Tips for individuals:

– Make sure that the products and services you are buying and connecting to are from reputable companies.

– Ensure that the providers of those products and services have clear privacy and data usage policies.

– When setting up the products, ensure that passwords and keys are changed from the factory settings.

– Before connecting to any wireless network, make sure it is secured.

– Be aware of how providers use data from your smart device and check their policies to see if it could end up in the hands of third parties.

– Any access to systems connected to your smart device should always be closely guarded.

– When downloading apps for your device make sure it is only from reputable platforms, such as Google Play or the iTunes Appstore. Apps that are downloaded should also be only created by trusted entities, check customer reviews as a way of making sure.

Tips for businesses:

– Understand who has access to systems and clarify why they need it. It is also important to understand the normal access behaviour of those logging into these systems, so that when anomalies occur, immediate preventative action can be taken.

– Clearly outline roles and responsibilities in terms of access monitoring. This can be segmented by factors such as channel or line of business.

– Share intelligence across the consumer and enterprise side of your business. Many businesses have strong authentication requirements for their customers, but most data breach activity happens as the result of employee credentials being compromised and used to gain access.

– Businesses should also apply robust privacy policies and practices. Doing so will ensure that the data they are collecting is actually required for the services they offer, and that the data collection practices are easily understood by their customers.

– Any data that is collected must be treated as highly sensitive information. It is important to note that even seemingly uninteresting data can be used by fraudsters to build robust and accurate stolen identities, which can be used for online impersonation, social engineering, phishing attacks and more.


High-Tech Bridge has analysed domains of the leading cybersecurity companies from the NASDAQ’s NQCYBR index, as well as few private but well-known cybersecurity companies.

The statistics within the research show how each company fares under categories of domain squatting; traffic theft – the highest percentages were reported under this category; brand theft; malicious activity and unknown (other).

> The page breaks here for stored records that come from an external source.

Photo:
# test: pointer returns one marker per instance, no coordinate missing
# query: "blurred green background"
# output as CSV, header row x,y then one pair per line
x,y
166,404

Among numerous cybersquatted and typosquatted domains the firm found, High-Tech Bridge can distinguish five main categories of domains:
– Domain Squatting: Domain is registered, but is not used, or hosts an empty website.
– Traffic Theft: Domain is registered and is being used to redirect visitors to third-party website(s).
– Brand Theft: Domain is registered, website leverages or simulates the original brand, or a part of it, to associate with the legitimate brand, while offering its own goods and services.
– Malicious Activities: Domain is registered and is being used for phishing, redirection to competitor’s website, malware delivery or any other harmful or unlawful activities.
– Unknown: Purpose of the domain registration is not clear or cannot be confirmed.

“Unfortunately, lack of international cooperation and jurisprudence enable fraudsters to make easy money on various illegal or at least unethical operations with domains. Even cybersecurity companies are being targeted these days, not only financial institutions or luxury brands,” said Ilia Kolochenko, High-Tech Bridge’s CEO.

“The biggest concern is that relatively harmless techniques such as typosquatting and cybersquatting are now being aggressively used in pair with phishing and drive-by-download attacks.”


– New CompTIA research has found that over two thirds of organisations were hit by security breaches in the last year.

– Kaspersky has found a significant increase in malicious spam emails in Q1 2016.

– NTT Com Security has reported that 77 per cent of organisations are underprepared for cyber security incidents.

– 70 per cent of UK employees use unauthorized cloud services at work, according to new research from Cloudstanding.